La cuestión no es solamente cómo puedan ir juntas esas tres cosas, sino por qué producen un tan extraño sentimiento de exaltación, como si la violencia, la destrucción y la muerte se apoderaran de nosotros y nos trasportaran a un plano estético superior; cómo sea posible que apenas puedan contemplarse estas escenas pero resulten tan fascinantes, con una fascinación siniestra. La música de Trevor-Jones tiene mucho que ver con ello.
Muy preocupado, me fui a repasar lo que de la música dice Sócrates en La República platónica, donde, si no lo he entendido mal, después de muy detalladas precisiones técnicas, se permiten sólo dos tipos de composiciones, ambas ensalzando lo que de más noble haya en el ser humano en la guerra y en la paz; las demás, quedan desterradas.

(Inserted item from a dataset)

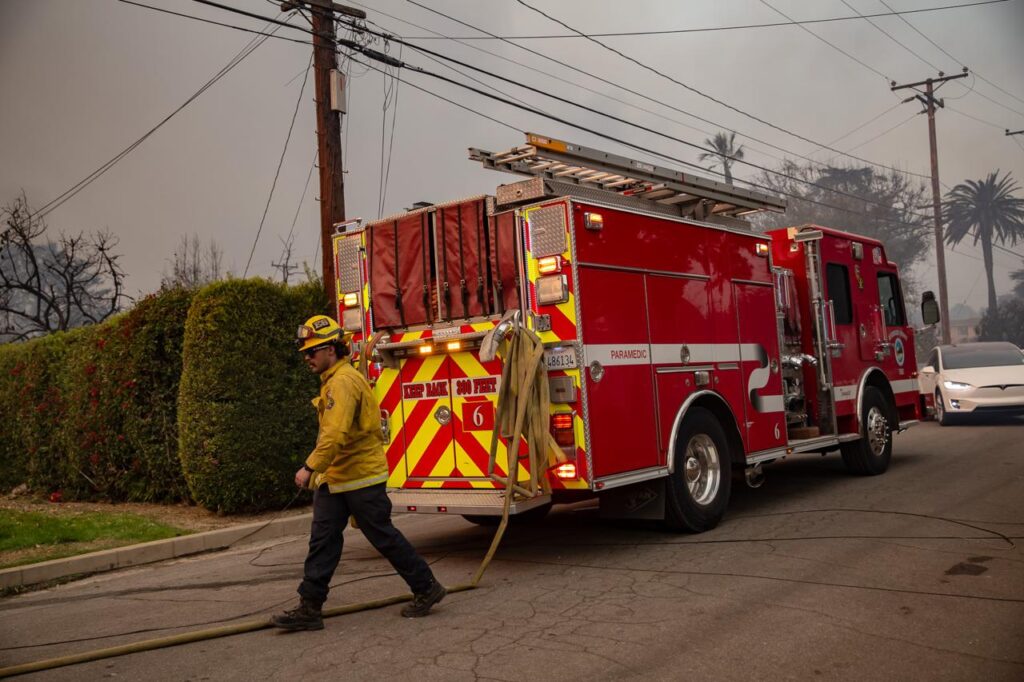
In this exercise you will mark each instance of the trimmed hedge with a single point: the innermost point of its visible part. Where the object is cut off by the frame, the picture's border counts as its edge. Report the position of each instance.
(94, 411)
(244, 415)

A su vez, el concepto de guerra es muy amplio y abarca múltiples usos de la violencia. Por ejemplo, este mismo, en El último mohicano, una violencia ciega cuyos ruidos (jadeos, disparos, golpes, gemidos) se incrustan en la composición musical como una especie de contrapunto brutal que genera una fascinación capaz de tenernos contemplando y escuchando algo que repugna a la razón, la furia destructiva de la venganza. El bien triunfa sobre el mal convirtiéndose en peor que él.
Lo achaco todo a la música que, al hablar sólo y directamente a los sentimientos puede amparar los actos más sublimes o los más atroces con similar indiferencia moral.